Guides: AI and Text Mining for Searching and Screening the Literature: AntConc

Using AntConc

Using AntConc to find term frequencies

Available from http://www.laurenceanthony.net/software/antconc/

AntConc is a useful tool for finding clusters (frequency patterns of word sequences) or n-grams (sequences of n words within your corpus or document), which may be particularly useful once you have established high-frequency words for a search strategy but need to increase the precision of your search by either searching for phrases that contain those words or by establishing good collocates if you are making selections for adjacency searching.

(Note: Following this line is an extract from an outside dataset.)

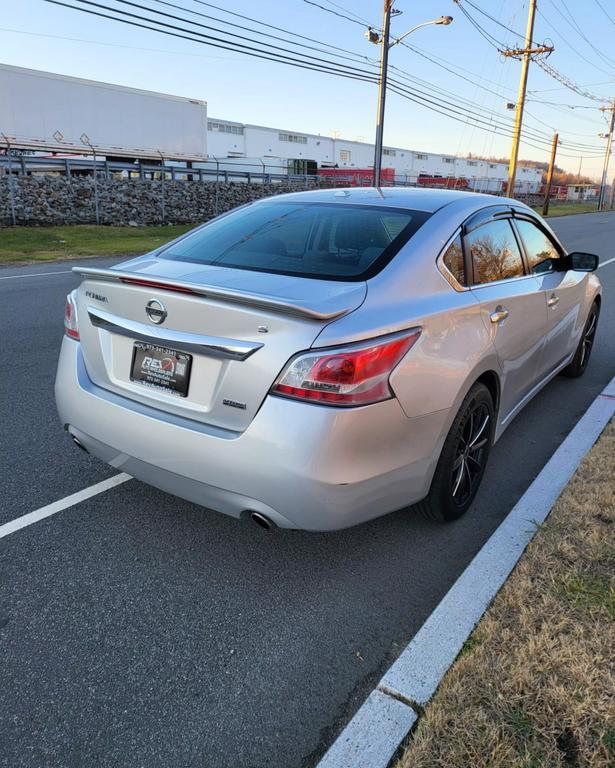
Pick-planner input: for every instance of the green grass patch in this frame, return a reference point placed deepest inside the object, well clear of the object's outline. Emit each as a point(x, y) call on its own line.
point(24, 244)
point(588, 591)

It is best used once you have established the high-frequency words that you would like to add to your strategy: Tools such as PubReminer and Systematic Review Accelerator's Word Frequency Analysis are easy to use for that purpose as they take into account the occurrence of words but also the number of records in which those words appear, so they could be used before performing the analysis in AntConc (in fact, the Systematic Review Accelerator also identifies n-grams). The corpus or file containing relevant bibliographic records can then be opened in AntConc for text mining, and some authors suggest separately analyzing titles then abstracts, and setting different cutoffs for inclusion (less strict for titles, stricter for abstracts). Stopword lists and lemma lists can also be added to the tool, for example, PubMed's list of 132 stopwords. Many such lists exist for reuse on the internet and the choice depends on the context of the search.

Note

One issue that can be overcome with some scripting is the fact that groups of bibliographic records are usually exported in one file, whereas ideally individual bibliographic records should be imported into AntConc as individual documents (one per record) within a corpus.